It all started when Jonathan Moore, who juggles a full-time job with writing a modern-day adventure-magic-sci-fi novel (not to mention finding time to be an energetic commenter here), mentioned to me that he might give up TV for a month.
He had in mind a radical change, he said. ‘No TV, while I was in my own house. I normally watch six hours a night, so this is a major change. I don’t watch anything I particularly like, I just watch it.’
We all might make resolutions like this but he did it. And in not just any month, but World Cup month – when the rest of the globe probably watched more TV than ever. And he says it has really paid off. He has laced into his rough draft (scraps of dialogue and description) and is now a third of the way through a cohesive, readable manuscript.
It is hardly surprising that spending more time on writing means you get more work done. What is surprising is what Jonathan, who perhaps is the chap pictured below, learned about the way his writerly biorhythms work.

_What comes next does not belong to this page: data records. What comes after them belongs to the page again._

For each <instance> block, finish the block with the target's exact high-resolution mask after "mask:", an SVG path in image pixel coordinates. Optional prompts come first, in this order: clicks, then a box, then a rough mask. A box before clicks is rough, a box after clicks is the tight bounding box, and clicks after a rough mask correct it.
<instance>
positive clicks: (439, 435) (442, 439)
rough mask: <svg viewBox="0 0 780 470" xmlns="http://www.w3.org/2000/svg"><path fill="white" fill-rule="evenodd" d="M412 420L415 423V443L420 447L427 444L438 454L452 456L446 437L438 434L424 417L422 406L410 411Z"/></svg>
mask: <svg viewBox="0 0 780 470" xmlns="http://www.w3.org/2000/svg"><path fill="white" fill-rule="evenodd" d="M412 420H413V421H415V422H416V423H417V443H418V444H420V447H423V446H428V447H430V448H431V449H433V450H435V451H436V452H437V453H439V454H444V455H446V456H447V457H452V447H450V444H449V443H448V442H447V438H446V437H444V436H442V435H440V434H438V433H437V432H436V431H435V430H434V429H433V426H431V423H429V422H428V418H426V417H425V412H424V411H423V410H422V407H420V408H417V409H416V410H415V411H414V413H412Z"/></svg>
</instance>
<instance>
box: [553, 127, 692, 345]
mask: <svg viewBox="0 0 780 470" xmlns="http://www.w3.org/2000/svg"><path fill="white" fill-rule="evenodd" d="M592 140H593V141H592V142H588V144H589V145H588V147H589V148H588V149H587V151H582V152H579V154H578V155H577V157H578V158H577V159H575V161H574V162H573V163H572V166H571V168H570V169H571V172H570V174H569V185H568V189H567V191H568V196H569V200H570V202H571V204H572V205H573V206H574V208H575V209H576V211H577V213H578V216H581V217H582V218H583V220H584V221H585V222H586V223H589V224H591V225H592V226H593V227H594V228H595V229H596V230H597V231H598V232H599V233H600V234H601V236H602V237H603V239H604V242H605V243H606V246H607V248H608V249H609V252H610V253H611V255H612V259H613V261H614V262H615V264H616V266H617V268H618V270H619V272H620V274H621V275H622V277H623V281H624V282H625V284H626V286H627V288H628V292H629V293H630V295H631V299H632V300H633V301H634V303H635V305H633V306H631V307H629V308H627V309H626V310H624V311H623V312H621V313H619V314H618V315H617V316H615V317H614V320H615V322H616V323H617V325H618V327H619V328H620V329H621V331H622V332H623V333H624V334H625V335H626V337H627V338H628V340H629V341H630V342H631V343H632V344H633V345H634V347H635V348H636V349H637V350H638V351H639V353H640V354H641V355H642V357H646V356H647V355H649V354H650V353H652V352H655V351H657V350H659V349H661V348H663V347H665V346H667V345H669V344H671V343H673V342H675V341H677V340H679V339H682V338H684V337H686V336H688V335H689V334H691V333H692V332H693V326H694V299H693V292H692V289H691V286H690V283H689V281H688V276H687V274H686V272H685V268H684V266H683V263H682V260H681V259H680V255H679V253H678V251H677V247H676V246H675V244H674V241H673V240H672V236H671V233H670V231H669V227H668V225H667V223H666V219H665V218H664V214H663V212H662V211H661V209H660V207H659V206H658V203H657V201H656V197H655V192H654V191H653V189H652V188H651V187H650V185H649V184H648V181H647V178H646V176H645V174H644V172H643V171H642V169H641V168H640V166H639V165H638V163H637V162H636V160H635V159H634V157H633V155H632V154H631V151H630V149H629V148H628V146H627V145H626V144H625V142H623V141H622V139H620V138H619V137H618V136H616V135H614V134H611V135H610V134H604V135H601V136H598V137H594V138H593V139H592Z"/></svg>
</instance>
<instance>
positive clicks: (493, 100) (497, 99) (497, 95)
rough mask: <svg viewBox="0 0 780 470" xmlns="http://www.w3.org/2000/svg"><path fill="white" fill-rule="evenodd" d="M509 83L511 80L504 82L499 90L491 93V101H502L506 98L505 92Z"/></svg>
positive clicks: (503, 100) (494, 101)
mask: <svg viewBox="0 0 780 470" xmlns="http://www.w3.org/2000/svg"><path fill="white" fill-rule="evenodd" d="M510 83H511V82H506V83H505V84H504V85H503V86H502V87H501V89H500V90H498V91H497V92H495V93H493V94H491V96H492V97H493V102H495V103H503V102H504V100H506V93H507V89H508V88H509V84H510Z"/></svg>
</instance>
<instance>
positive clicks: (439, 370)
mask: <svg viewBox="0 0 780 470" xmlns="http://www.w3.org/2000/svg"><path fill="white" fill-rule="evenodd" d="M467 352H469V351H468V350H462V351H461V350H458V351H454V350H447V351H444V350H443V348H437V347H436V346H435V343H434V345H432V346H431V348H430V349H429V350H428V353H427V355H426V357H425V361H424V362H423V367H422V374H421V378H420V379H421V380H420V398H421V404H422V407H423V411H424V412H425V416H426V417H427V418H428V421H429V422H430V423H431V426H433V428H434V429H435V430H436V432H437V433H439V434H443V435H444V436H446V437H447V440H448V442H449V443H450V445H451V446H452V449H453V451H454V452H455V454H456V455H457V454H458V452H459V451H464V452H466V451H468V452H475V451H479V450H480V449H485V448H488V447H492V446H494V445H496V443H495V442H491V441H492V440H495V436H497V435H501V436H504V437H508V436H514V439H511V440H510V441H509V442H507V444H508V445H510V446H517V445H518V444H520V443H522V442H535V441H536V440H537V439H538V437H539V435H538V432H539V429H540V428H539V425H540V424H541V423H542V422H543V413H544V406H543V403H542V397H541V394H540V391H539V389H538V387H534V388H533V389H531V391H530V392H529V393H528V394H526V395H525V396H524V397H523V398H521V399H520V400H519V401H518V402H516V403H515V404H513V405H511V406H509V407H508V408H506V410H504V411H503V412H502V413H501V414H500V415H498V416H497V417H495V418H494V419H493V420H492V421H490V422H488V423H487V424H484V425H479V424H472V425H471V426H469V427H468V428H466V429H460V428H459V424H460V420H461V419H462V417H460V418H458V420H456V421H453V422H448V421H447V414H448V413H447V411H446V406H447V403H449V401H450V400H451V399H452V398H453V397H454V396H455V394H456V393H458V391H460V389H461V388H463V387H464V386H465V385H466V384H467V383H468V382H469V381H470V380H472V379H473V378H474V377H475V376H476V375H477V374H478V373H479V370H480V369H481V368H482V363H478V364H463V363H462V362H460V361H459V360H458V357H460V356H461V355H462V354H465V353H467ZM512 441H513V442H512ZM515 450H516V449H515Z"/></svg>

‘I’ve always believed I work best between 11pm and 2am. Now I know this is rubbish. I can work at those times, but my mind is sharper the earlier I work. I can get out of bed and sit straight down at my desk if I want, especially if I’m picking up where I left off. I had one day where I couldn’t stop writing, and went on till 3am because the ideas kept coming. That was because I’d been working since the afternoon and they’d had time to brew.’
There were other benefits too. ‘With the time I’ve freed up I’ve also read seven novels – a lot for me as I had literary burnout after doing a degree in English. When TV was a major factor I was lucky to read one a month, so it didn’t take hold enough to influence my writing style. On the TV-free month I was reading for two to four hours a day and it was far more pervasive.’

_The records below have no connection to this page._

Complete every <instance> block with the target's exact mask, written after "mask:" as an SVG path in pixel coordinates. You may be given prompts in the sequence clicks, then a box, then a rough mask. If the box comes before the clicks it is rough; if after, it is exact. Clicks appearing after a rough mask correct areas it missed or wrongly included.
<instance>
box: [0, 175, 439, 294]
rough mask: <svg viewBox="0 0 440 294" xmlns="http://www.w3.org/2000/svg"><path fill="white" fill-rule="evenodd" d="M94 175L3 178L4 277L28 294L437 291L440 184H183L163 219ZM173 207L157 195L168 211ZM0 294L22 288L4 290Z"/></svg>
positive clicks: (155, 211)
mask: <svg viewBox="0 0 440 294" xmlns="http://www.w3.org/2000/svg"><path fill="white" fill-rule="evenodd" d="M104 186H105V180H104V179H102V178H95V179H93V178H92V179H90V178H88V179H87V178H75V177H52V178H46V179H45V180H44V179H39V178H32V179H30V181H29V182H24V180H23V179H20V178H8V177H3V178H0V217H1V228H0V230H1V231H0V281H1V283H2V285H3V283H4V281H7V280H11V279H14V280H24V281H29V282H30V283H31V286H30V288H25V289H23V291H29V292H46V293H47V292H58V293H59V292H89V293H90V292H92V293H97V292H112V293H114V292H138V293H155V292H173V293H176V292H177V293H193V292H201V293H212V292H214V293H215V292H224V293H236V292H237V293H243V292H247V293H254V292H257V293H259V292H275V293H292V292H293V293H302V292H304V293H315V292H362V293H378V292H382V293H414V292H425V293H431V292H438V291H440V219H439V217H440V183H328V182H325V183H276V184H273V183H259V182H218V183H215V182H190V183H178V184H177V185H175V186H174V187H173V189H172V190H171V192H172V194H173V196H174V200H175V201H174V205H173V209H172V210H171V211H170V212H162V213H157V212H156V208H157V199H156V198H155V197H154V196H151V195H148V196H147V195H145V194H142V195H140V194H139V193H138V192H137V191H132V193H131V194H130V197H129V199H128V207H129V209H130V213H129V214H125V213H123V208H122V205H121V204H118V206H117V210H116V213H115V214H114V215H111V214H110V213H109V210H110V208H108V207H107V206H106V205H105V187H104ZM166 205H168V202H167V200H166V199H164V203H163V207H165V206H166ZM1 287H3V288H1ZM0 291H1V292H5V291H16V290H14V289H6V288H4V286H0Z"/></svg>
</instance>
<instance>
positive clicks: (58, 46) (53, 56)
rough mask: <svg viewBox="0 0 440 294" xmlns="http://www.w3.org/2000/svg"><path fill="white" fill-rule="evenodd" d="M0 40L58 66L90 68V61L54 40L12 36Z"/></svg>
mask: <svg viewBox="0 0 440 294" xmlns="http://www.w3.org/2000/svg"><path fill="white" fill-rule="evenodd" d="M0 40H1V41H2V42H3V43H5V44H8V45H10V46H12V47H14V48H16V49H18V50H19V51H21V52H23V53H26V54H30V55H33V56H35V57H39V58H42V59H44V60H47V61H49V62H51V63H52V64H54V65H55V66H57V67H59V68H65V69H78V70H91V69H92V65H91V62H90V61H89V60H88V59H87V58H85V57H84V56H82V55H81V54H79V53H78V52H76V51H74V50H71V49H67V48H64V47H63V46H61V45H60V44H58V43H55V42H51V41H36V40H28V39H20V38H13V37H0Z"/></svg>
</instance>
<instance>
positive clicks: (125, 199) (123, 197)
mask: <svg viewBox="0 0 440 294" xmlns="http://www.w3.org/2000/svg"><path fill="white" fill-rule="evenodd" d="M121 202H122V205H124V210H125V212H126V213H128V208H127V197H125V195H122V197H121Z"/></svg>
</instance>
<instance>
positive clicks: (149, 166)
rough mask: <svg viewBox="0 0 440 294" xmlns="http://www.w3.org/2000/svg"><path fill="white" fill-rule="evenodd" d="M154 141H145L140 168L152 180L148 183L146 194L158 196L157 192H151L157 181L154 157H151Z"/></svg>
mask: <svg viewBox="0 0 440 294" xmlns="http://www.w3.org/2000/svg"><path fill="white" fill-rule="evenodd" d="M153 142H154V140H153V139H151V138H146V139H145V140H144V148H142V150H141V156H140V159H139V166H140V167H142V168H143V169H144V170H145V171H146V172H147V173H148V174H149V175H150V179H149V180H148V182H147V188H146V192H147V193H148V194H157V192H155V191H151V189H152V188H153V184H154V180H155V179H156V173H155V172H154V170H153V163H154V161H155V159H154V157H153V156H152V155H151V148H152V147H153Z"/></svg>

That reading soon filtered through to the page. ‘I realized my prose was essentially a screenplay – describing setting in functional way and then going into the dialogue. I wonder how much of this was due to thinking in TV terms? I’m now more able to find alternative expression because I’m reading novels. You can see what I was reading from how my writing changes. Forster makes me introspective, verbose and loquacious. Raymond Carver makes me more terse.’
So now the experiment’s over, have the old habits crept back?

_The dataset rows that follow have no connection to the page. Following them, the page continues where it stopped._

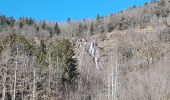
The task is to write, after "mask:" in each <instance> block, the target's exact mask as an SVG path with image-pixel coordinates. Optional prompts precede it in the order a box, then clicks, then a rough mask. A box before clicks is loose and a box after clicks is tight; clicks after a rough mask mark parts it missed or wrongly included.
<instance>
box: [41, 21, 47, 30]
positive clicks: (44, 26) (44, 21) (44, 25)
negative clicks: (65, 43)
mask: <svg viewBox="0 0 170 100" xmlns="http://www.w3.org/2000/svg"><path fill="white" fill-rule="evenodd" d="M41 28H42V29H43V30H45V29H46V23H45V20H44V21H43V24H42V26H41Z"/></svg>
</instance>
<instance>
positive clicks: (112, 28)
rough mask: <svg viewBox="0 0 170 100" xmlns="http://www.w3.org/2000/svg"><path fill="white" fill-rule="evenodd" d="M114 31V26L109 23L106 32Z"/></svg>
mask: <svg viewBox="0 0 170 100" xmlns="http://www.w3.org/2000/svg"><path fill="white" fill-rule="evenodd" d="M113 30H114V25H113V23H111V22H110V23H109V24H107V31H108V32H112V31H113Z"/></svg>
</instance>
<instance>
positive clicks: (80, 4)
mask: <svg viewBox="0 0 170 100" xmlns="http://www.w3.org/2000/svg"><path fill="white" fill-rule="evenodd" d="M149 1H150V0H0V13H2V14H5V15H7V16H13V17H14V18H19V17H22V16H25V17H33V18H34V19H35V20H43V19H46V20H47V21H58V22H63V21H66V20H67V18H71V19H72V20H81V19H84V18H88V19H89V18H90V19H91V18H95V17H96V15H97V14H99V15H102V16H108V15H110V14H112V13H116V12H118V11H121V10H124V9H127V8H129V7H132V6H133V5H137V6H140V5H143V4H144V3H145V2H149Z"/></svg>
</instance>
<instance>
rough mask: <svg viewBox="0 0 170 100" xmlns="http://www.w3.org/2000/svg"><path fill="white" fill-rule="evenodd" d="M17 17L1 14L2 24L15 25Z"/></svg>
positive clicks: (10, 26)
mask: <svg viewBox="0 0 170 100" xmlns="http://www.w3.org/2000/svg"><path fill="white" fill-rule="evenodd" d="M14 23H15V19H14V18H13V17H6V16H5V15H0V25H1V26H6V25H8V26H10V27H13V26H14Z"/></svg>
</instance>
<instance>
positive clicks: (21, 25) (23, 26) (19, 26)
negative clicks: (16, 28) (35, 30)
mask: <svg viewBox="0 0 170 100" xmlns="http://www.w3.org/2000/svg"><path fill="white" fill-rule="evenodd" d="M23 27H24V23H23V22H22V21H20V22H19V28H20V29H22V28H23Z"/></svg>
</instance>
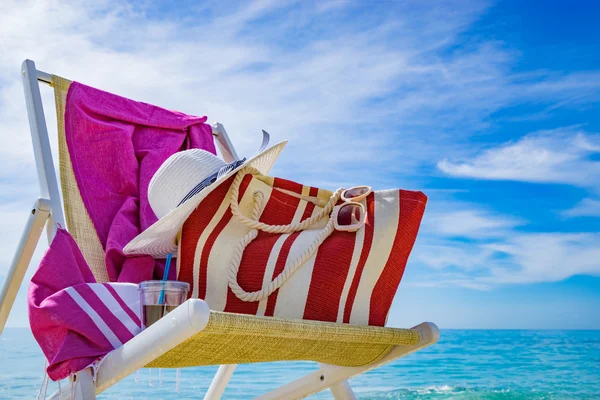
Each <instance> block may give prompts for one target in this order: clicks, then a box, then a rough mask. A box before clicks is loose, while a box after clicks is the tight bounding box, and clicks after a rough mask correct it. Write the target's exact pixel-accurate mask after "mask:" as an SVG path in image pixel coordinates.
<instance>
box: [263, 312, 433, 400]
mask: <svg viewBox="0 0 600 400" xmlns="http://www.w3.org/2000/svg"><path fill="white" fill-rule="evenodd" d="M412 329H416V330H418V331H419V333H420V334H421V340H420V341H419V343H417V344H414V345H410V346H404V345H401V346H395V347H394V348H393V349H392V350H391V351H390V352H389V353H388V354H387V355H386V356H385V357H383V358H382V359H381V360H379V361H377V362H375V363H373V364H368V365H363V366H360V367H340V366H335V365H326V364H321V368H319V369H318V370H317V371H315V372H312V373H310V374H308V375H305V376H303V377H301V378H298V379H296V380H295V381H292V382H290V383H288V384H286V385H283V386H281V387H279V388H277V389H275V390H272V391H270V392H269V393H265V394H264V395H262V396H259V397H257V399H261V400H267V399H269V400H271V399H286V400H287V399H300V398H304V397H306V396H308V395H311V394H313V393H317V392H320V391H321V390H325V389H327V388H330V387H333V386H335V385H338V384H340V383H342V382H344V381H345V380H347V379H350V378H352V377H353V376H356V375H360V374H363V373H365V372H367V371H370V370H372V369H374V368H377V367H379V366H381V365H384V364H387V363H389V362H390V361H393V360H395V359H397V358H401V357H404V356H406V355H408V354H410V353H414V352H415V351H418V350H421V349H422V348H424V347H427V346H430V345H432V344H434V343H435V342H437V341H438V339H439V337H440V332H439V330H438V328H437V326H435V325H434V324H432V323H429V322H424V323H422V324H419V325H417V326H415V327H414V328H412ZM342 398H344V397H342ZM350 398H351V397H350Z"/></svg>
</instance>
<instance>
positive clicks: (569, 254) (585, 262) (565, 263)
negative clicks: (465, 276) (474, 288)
mask: <svg viewBox="0 0 600 400" xmlns="http://www.w3.org/2000/svg"><path fill="white" fill-rule="evenodd" d="M598 243H600V233H578V234H569V233H535V234H520V235H513V236H511V237H509V238H507V240H506V242H505V243H503V244H494V245H488V246H487V248H489V249H492V250H494V251H496V252H498V253H501V254H503V255H505V256H507V257H508V261H507V262H506V263H503V264H505V265H506V264H508V265H510V263H512V268H505V267H504V265H502V264H501V265H496V266H495V267H492V268H491V269H492V274H491V276H490V277H487V278H482V279H481V280H482V281H483V282H490V283H496V284H498V283H535V282H556V281H561V280H563V279H567V278H570V277H572V276H575V275H595V276H600V247H598ZM496 264H497V263H496ZM492 265H494V264H493V263H492Z"/></svg>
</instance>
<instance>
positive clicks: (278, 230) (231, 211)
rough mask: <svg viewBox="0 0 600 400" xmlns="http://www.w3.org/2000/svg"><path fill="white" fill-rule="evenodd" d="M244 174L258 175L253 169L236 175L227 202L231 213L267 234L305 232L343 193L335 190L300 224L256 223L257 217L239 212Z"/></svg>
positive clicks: (248, 168) (329, 207)
mask: <svg viewBox="0 0 600 400" xmlns="http://www.w3.org/2000/svg"><path fill="white" fill-rule="evenodd" d="M246 174H253V175H260V172H259V171H258V170H257V169H255V168H253V167H245V168H243V169H241V170H240V171H239V172H238V173H237V175H236V176H235V179H234V180H233V183H232V184H231V196H230V197H229V202H230V203H231V213H232V214H233V216H234V217H236V218H237V219H238V220H239V221H240V222H241V223H242V224H244V225H246V226H247V227H249V228H252V229H258V230H260V231H263V232H268V233H292V232H298V231H303V230H305V229H306V228H308V227H309V226H311V225H312V224H314V223H315V222H317V221H320V220H322V219H323V218H325V217H326V216H328V215H329V214H330V213H331V211H332V210H333V207H335V204H336V203H337V202H338V200H339V199H340V197H341V195H342V192H343V191H344V189H342V188H340V189H338V190H336V191H335V193H334V194H333V195H332V196H331V198H330V199H329V201H328V202H327V204H326V205H325V207H323V209H322V210H321V211H319V212H318V213H317V214H315V215H313V216H312V217H310V218H307V219H305V220H304V221H302V222H299V223H291V224H288V225H269V224H265V223H264V222H260V221H258V216H256V217H255V216H254V215H253V216H252V218H248V217H246V216H245V215H244V214H242V212H241V211H240V204H239V202H238V197H239V193H240V184H241V183H242V180H243V179H244V176H246Z"/></svg>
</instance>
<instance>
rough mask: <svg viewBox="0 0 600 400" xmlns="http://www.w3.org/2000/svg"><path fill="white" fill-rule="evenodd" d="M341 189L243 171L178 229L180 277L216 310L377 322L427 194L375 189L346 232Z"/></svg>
mask: <svg viewBox="0 0 600 400" xmlns="http://www.w3.org/2000/svg"><path fill="white" fill-rule="evenodd" d="M340 193H341V190H338V191H336V192H331V191H328V190H324V189H319V188H316V187H310V186H305V185H302V184H299V183H296V182H292V181H289V180H285V179H281V178H273V177H269V176H264V175H260V174H259V173H257V171H255V170H254V171H253V169H252V168H244V169H242V170H240V171H239V172H238V173H237V174H236V175H234V176H232V177H230V178H229V179H228V180H226V181H225V182H223V183H222V184H220V185H219V186H218V187H217V188H215V189H214V190H213V191H212V192H211V193H210V194H209V195H208V196H207V197H206V198H205V199H204V200H203V201H202V202H201V203H200V204H199V206H198V208H197V209H196V210H195V211H194V212H193V213H192V214H191V215H190V217H188V219H187V220H186V222H185V224H184V225H183V227H182V229H181V231H180V238H179V240H180V244H179V248H178V256H177V260H178V262H177V268H178V279H179V280H183V281H187V282H188V283H190V286H191V288H192V291H191V296H192V297H196V298H201V299H204V300H205V301H206V302H207V303H208V305H209V307H210V308H211V309H212V310H217V311H226V312H232V313H243V314H253V315H260V316H276V317H283V318H295V319H309V320H320V321H330V322H340V323H342V322H343V323H351V324H361V325H367V324H368V325H377V326H383V325H384V324H385V322H386V318H387V315H388V311H389V309H390V306H391V303H392V300H393V298H394V295H395V293H396V290H397V288H398V285H399V284H400V280H401V278H402V275H403V273H404V268H405V266H406V262H407V260H408V256H409V254H410V251H411V249H412V247H413V245H414V242H415V239H416V236H417V232H418V230H419V225H420V222H421V218H422V216H423V212H424V210H425V204H426V202H427V198H426V196H425V195H424V194H423V193H421V192H416V191H407V190H398V189H393V190H382V191H374V192H371V193H370V194H368V196H366V198H363V199H362V200H360V202H359V203H361V204H362V206H363V207H364V210H365V211H366V220H365V222H364V225H363V226H362V227H361V228H360V229H358V230H357V231H355V232H348V231H339V230H337V229H331V226H332V223H331V221H332V214H333V213H332V210H333V207H334V206H335V205H336V204H342V203H343V202H344V201H342V200H341V199H340Z"/></svg>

‘I have to keep this momentum going,’ he says. ‘I take nights off to watch TV episodes before they vanish from I-Player, but I have no desire to go back to watching programmes I have no interest in (which was often under the excuse that they’d be useful to me as a writer). I have to keep going to my desk as early as possible, laying the groundwork for the next step and keeping the story going. I have to keep reading. I have to keep putting the hours in to write something a bit crap so that the next day I can work out how to fix it. And I have to keep making time for this every day. Otherwise I’ll only ever be one of those people who had an idea for a novel once.’